Everything about Florence seems to be colored with a mild violet, like diluted wine.
- Henry James
The pleasures of Florence, Italy are innumerable. From sitting on Piazza del Duomo (in the shadow of Florence’s iconic dome) enjoying a coffee, to strolling through the Uffizi Museum, Florence beckons a visit from the most discerning of travelers. Perhaps Henry James felt that Florence “seems to be colored with a mild violet” because history and buildings are preserved with a voracity not seen in many places in the world. Pleasantly absent in the heart of the city are skyscrapers and obvious signs of architectural modernity; modernity is saved for the interior and window shopping in Florence’s high-end fashion district.
The designer boutiques call to serious shoppers no matter how slim their personal coffers may be. I recommend budgeting for the high-end shopping; I wish I had. If designer labels are not that important to you, Florence has wonderful street fairs wherein amongst other things, lovely clothing and leather goods are reasonably priced. I bought a silk scarf for fifteen euros; the design is intricate and appears to be much more expensive than it actually is.
Not only are beautiful art and clothing celebrated in Florence, but the aesthetics of nearly everything is celebrated including food. A special treat during the day is a visit to one of Florence’s many gelaterias dotting the city; at night, eating outdoors near the Fountain of Neptune on the Piazza della Signoria is a pleasure. The fountain takes on a different dimension at night and I found it to be more photographable in the evening hours.
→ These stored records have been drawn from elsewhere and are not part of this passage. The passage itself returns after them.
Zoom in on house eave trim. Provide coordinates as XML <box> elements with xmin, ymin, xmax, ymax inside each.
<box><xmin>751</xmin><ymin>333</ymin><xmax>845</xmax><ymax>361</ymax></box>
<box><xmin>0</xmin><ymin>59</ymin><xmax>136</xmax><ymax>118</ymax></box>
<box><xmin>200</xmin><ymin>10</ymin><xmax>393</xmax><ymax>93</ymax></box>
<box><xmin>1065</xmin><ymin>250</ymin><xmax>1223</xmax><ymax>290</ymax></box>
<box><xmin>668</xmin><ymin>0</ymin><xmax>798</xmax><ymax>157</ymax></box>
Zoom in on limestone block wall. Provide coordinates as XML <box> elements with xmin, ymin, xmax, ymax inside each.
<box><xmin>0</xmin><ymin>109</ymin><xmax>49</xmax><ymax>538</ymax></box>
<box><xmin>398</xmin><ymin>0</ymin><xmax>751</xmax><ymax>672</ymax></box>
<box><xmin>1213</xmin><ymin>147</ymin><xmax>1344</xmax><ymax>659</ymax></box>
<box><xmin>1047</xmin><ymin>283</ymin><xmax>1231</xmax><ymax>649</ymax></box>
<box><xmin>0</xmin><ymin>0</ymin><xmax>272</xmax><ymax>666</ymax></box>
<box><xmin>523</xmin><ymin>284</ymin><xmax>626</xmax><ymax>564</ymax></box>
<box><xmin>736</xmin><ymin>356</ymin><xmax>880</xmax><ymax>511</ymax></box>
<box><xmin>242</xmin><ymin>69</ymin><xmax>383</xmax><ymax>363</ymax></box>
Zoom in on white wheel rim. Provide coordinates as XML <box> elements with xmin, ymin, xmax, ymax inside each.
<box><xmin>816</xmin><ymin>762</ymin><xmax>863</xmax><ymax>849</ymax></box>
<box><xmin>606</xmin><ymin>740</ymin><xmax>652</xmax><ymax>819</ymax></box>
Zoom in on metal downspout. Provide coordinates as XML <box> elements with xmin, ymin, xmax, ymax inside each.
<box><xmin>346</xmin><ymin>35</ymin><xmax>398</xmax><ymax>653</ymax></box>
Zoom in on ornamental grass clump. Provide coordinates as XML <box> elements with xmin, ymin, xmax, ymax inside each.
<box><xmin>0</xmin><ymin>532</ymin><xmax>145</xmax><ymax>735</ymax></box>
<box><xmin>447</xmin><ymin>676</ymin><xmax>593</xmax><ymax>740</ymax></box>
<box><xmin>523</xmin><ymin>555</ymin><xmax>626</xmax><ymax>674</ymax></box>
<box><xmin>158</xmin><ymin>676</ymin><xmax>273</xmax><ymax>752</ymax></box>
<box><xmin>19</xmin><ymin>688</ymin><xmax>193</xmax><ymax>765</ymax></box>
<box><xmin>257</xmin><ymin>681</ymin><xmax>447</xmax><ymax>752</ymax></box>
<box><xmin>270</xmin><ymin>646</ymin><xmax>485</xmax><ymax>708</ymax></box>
As with any popular destination, Florence is more crowded on holidays. I was there on All Saints Day, and the city was flooded with visitors—not that the city couldn’t be enjoyed, but the popular Uffizi Museum and Il Duomo had long waits. However, a visit to the Uffizi Museum is worth any wait. Home of Botticelli’s, “The Birth of Venus,” and works by Da Vinci, it’s no wonder that some visitors to the Uffizi have reported to suffer from Stendhal Syndrome or “Florence Syndrome,” wherein people sometimes faint when they come upon great works of art. It is reported that the local hospital is well-acquainted with this problem.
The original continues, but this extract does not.